Adding to Utah's problems was a small story about a simple mail-in voting problem that went national with the help of conservative pundits.

"The ballot printing error, caused by a vendor, illustrated the benefits of a by-mail system, not its drawbacks, said Lee, the state elections director. Faulty ballots distributed in person on Election Day may have been more difficult to remedy, he said," the Post reported. "But the story quickly reverberated, amplified by conservative outlets and by pundits questioning the merits of voting by mail. The far-right website Breitbart cited the story from local Fox 13 — as well as a tweet from a reporter at KSL, an NBC affiliate — in an Oct. 14 story. The Breitbart piece positioned the glitch in Utah as part of an alarming pattern of election security issues affecting numerous states, including Ohio and Pennsylvania."

According to Yochai Benkler of Harvard University’s Berkman Klein Center for Internet and Society, "With respect to mail-in voter fraud, the driver of the disinformation campaign has been Trump, as president, supported by his campaign and Republican elites."

Worst still for Utah election officials is a sudden interest by locals in showing up and voting on election day in communities where mail-in voting has become the norm.

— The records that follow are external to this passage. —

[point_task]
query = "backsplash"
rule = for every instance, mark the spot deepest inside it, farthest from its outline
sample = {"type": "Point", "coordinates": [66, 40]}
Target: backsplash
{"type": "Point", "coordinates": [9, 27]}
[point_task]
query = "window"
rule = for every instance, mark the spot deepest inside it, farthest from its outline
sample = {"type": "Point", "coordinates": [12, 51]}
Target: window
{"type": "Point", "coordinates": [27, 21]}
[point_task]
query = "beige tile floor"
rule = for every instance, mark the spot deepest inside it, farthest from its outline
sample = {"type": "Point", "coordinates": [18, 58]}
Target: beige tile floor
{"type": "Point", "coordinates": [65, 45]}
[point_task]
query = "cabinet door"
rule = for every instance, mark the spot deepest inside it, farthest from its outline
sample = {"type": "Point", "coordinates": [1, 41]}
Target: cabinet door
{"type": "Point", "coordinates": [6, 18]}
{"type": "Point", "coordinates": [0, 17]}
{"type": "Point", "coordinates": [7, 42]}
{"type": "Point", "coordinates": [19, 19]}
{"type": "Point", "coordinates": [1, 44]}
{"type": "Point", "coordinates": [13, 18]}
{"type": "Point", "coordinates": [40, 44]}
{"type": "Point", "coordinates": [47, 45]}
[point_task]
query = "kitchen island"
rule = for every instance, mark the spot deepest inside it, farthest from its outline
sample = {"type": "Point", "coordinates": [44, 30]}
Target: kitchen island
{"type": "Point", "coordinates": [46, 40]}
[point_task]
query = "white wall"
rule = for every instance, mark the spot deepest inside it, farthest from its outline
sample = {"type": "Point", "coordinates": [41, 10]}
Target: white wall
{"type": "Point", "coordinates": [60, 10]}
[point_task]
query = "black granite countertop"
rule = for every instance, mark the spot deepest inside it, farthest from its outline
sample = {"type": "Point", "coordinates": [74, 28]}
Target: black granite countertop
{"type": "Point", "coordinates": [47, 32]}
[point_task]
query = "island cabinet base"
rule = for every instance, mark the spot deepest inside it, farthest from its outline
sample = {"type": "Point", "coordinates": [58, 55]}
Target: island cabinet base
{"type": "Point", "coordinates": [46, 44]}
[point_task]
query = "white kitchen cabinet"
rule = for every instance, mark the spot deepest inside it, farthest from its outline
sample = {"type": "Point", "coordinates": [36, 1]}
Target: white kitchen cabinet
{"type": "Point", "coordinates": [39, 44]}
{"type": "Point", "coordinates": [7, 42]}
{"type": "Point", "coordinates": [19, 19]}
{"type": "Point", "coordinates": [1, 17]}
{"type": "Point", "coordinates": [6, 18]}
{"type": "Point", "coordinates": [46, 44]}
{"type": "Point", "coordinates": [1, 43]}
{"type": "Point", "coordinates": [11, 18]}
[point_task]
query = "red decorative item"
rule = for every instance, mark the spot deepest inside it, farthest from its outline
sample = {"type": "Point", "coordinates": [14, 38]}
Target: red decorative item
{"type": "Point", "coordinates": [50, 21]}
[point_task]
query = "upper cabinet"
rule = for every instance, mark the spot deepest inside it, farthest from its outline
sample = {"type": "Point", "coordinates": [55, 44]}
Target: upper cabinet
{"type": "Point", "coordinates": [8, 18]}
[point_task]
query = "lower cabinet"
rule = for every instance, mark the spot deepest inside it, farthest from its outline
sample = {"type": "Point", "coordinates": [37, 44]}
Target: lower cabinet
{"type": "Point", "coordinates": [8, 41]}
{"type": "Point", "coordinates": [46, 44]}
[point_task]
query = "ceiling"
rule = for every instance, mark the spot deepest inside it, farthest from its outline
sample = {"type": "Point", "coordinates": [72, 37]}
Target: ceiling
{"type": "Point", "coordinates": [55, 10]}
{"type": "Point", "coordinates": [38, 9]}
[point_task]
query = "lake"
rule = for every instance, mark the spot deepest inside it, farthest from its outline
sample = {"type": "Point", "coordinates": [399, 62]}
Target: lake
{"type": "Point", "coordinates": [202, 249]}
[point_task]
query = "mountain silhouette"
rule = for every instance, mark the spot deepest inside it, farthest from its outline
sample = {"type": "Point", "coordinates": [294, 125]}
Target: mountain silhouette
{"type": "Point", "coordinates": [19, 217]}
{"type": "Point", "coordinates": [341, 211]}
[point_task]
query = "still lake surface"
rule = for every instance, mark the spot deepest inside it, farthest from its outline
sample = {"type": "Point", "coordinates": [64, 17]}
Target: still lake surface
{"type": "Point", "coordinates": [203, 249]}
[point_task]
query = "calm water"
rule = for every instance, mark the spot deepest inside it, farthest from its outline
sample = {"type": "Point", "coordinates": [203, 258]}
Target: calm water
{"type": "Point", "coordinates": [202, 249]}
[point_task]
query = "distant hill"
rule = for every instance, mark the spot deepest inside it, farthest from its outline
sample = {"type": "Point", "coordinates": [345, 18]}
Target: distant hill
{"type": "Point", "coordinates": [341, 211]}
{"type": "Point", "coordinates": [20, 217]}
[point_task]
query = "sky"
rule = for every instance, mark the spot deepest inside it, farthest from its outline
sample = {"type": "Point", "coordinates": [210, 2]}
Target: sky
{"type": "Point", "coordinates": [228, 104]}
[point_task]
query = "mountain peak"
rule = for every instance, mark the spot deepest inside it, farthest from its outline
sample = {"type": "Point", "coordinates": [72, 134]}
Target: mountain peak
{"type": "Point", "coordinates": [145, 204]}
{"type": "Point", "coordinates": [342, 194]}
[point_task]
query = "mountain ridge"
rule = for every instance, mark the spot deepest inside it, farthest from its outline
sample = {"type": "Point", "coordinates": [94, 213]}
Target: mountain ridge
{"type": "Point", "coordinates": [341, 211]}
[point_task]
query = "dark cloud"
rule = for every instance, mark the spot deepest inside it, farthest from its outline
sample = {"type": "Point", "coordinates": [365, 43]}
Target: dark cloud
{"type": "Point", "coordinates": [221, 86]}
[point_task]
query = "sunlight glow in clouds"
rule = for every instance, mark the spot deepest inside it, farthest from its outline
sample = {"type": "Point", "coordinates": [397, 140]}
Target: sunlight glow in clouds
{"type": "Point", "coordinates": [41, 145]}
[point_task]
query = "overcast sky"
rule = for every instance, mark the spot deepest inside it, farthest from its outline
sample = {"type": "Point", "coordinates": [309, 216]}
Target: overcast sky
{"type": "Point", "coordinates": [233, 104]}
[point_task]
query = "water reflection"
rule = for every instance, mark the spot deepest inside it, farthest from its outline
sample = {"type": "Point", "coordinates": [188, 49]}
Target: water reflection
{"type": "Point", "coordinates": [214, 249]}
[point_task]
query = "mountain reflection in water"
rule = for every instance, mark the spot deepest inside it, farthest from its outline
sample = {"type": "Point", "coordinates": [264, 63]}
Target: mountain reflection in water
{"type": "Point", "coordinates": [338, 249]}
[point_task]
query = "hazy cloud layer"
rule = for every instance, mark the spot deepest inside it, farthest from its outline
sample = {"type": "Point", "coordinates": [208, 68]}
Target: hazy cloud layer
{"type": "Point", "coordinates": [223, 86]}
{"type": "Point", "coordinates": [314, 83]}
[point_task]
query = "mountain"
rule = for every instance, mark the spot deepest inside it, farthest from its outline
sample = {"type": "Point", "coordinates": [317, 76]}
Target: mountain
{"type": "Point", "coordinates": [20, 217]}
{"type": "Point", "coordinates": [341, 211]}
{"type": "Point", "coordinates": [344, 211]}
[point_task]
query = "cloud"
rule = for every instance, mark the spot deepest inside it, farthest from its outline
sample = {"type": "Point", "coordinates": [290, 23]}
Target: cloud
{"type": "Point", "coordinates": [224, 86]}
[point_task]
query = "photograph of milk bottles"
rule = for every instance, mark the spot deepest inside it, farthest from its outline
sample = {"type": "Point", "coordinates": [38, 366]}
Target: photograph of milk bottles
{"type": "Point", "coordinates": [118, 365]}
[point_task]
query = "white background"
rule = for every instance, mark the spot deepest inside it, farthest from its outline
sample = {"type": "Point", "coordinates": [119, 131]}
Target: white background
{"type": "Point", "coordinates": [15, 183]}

"Now, insistence by some on casting a ballot in person — inspired by the president’s call to his supporters to doubt the existing system, even to test it by voting twice — threatens to overwhelm voting-day infrastructure, some fear," the report states before adding, "Across Utah, concerns about mail balloting have grown so severe that as many as 22 percent of likely voters plan to vote in person, according to a Y2 Analytics survey earlier this month. That would represent double the share of voters who normally participate in person," at polling places that lack enough equipment and poll workers to handle the previously unanticipated flood of anxious voters.

“If they come in person at that rate, our system will be overwhelmed, and those who have aggressively expressed concerns about voting will have needlessly fulfilled their own prophecy,” Hatch said.